Debunking a long-standing myth about William F. Buckley

In February, Buckley wrote a second op-ed that called “Welch’s views on current affairs…far off from common sense.” Goldwater confirmed Buckley’s attack and added that in his view Welch’s views did “not represent the sentiments of most members of the John Birch Society”. In other forums, Goldwater denounced Welch as an “extremist”, called his ideas about Ike “stupid” and said, “I don’t remember speaking to Bob Welch other than ‘hello’ and ‘goodbye. “over the past nine years or so.” (He claimed that Buckley, not Welch, asked him to serve on the Committee Against Entanglements at the Summit, a Birch front group opposed to the Eisenhower-Nikita Khrushchev Summit, in 1959.) In a surreal echo of the liberals of the 1950 explaining their youthful flirtation with communism in the 1930s, Goldwater issued a devious mea culpa when he said: “All of us in public life sometimes lend our names to movements that later on we would have liked to take on a little more time to find out.”
When a Birch sidekick criticized National exam for his anti-Birch stances, Rusher responded by sending a copy of the February 1962 editorial and inviting him “to point out to me, anywhere in its first five pages, a single word of criticism of the John Birch society”. Buckley sounded equally defensive a few months later, when he wrote to Birch founder T. Coleman Andrews, “I don’t think in my life I have made a single unfavorable reference to members of the John Birch society.”
For decades, conservatives and liberals alike praised Buckley for these two (and subsequent) editorials. They celebrated him as a model of sobriety and rationality for sweeping the Birch Society and expelling the far-right fringe from the Conservative ranks. Over the past decade, however, the legend has come under intense scrutiny. Historians now argue that Buckley’s much-vaunted excommunication from the fringe is a myth. They are unimpressed with his supposedly Solomonic decision to repudiate Welch’s handy fruit and his conspiracy theories while sparing the base of society. By welcoming them into the fold before and after National Review a supposed break with society, Buckley and his magazine continued to benefit from Birchers’ political activism, funding, and commitment.

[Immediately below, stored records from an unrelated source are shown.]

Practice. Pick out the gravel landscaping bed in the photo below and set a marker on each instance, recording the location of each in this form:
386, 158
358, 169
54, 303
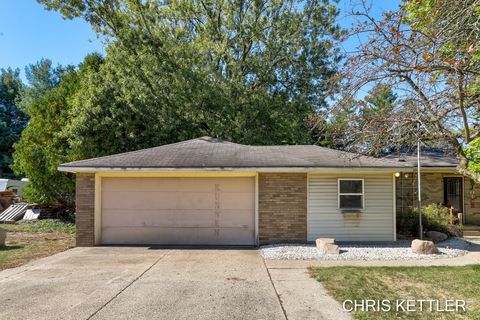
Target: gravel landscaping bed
364, 251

Ideologically, Buckley was not as far removed from the Birchers as has been claimed. He wrote a book defending McCarthy, supported massive civil rights resistance in the late 1950s, and gave conspiracy theorists intellectual cover. Moreover, there was significant overlap between his followers and the Birchers: many National exam subscribers also subscribed to the John Birch Society magazine, American opinion; Buckley’s 1965 Conservative Party campaign for mayor of New York drew support from Birch and the fringe; and Buckley maintained professional and personal relationships with some of Birch’s most extreme leaders, such as Revilo Oliver, who promoted anti-Semitic conspiracy theories.
Nonetheless, by late 1965 Buckley’s broadsides had infuriated some Birch executives. Although Buckley never excommunicated the Birch Society from the Conservative movement, his criticisms of it did not endear him to Birch leaders. One of the original 12 founding members of the society, Louis Ruthenburg, for example, excoriated Buckley for his “defamation of the John Birch Society”.
Openly engaging with the Birchers remained an even thornier issue for a presidential candidate. As the 1964 campaign was underway, Goldwater continued its awkward pas de deux with the company. While renouncing some of the opinions and inflammatory rhetoric of Welch and other Birch leaders, as Buckley did, Goldwater carefully tried to avoid alienating the membership. As many historians have recently argued, Goldwater and other prominent conservatives have at times welcomed society’s base – and many of their ideas – into the fold. He lost to incumbent President Lyndon B. Johnson by such a huge margin that he set a record.